The City of Courtenay wants to know what the community would like to see in terms of transportation over the next 25 years.
The City is in the midst of developing a 25-year Transportation Master Plan, and information about the plan can be found on Courtenay’s website, www.courtenay.ca, along with an electronic survey for Comox Valley residents to fill out. The deadline to complete the survey is Nov. 13.
Representatives from O2 Planning and Design and Morrison Hershfield updated Courtenay council on the process so far during Monday’s council meeting.
The project started in August and is expected to be completed by January or February. O2 Planning and Design’s Andrew Palmiere noted the project is in the visioning stage right now, and it’s important the City prepares for future growth.

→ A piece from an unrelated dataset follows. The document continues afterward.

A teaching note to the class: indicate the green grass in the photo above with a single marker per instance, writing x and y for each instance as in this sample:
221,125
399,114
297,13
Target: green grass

The “City of Courtenay is growing, you know, by 2037 we’ll be moving from 24,000 up to about 42,000 people, and how we accommodate those people and how you provide different opportunities for transportation and transit, are going to be absolutely critical,” he told council.
According to a City staff report, “the visionary framework has been guided by the Official Community Plan which calls for a strong orientation to multi-modal transportation options.”
Palmiere spoke about an idea of “complete streets” which would put wide roadways “on a diet” and use that space on the sides of the roads to help manage traffic flows and provide areas for alternative modes of transportation, like biking.
“You’re still able to accommodate all the vehicles that you need to but you put those carriageways, like I said, on a diet, and you’ve started to think about other opportunities within that space, and it starts to become a pretty amazing place pretty quickly,” he added.
Mayor Larry Jangula said he was somewhat disappointed with the presentation because he didn’t see enough information about traffic flow.
“You seemed to talk about bicycles and walking and that sort of thing. We’ve done a lot of work on that, we’ve spent a lot of money, proportionally I think, of taxpayers’ money, on the bicycle routes and walking. I’m not saying they’re not good things. Ninety-five per cent of the transportation in this community is still by private vehicle,” he said, adding he wants to see information on the potential of a third crossing over the Courtenay River and the viability of a circle road around the city, among other things.
“We’ve beat this other one to death quite frankly, and due to our aging population, due to our weather today, we’re not going to get people riding bikes every day of the year.”
Palmiere responded that Monday’s report was a “higher level” vision, and the traffic analysis part of the project hasn’t been completed yet. He told council things like the viability of a third river crossing and traffic flows will be looked at.
Coun. Doug Hillian said he was pleased with the presentation.
“I don’t hear anything in your visioning that suggests we’re not going to do our best to accommodate automobiles. I think that’s the reality, but what I hear you talking about is ensuring that we’re providing an infrastructure that will encourage the alternatives,” he said.
Coun. Ronna-Rae Leonard echoed Hillian’s opinion.
“I think what you’re talking about is trying to shift us so that we are dealing with a different world order,” she said. “We’re dealing with reducing greenhouse gasses, we are creating complete streets which have a place for everybody.”
Coun. Starr Winchester pointed out she’s proud of the City’s advances in cycling and walking infrastructure. She also echoed the Mayor’s concerns and said she “can’t emphasize enough the importance of the automobile in this community,” and she would like to see some “more realistic data” in the next report.
An update to council is expected next month.
A public open house happened earlier this week and another will be scheduled in January.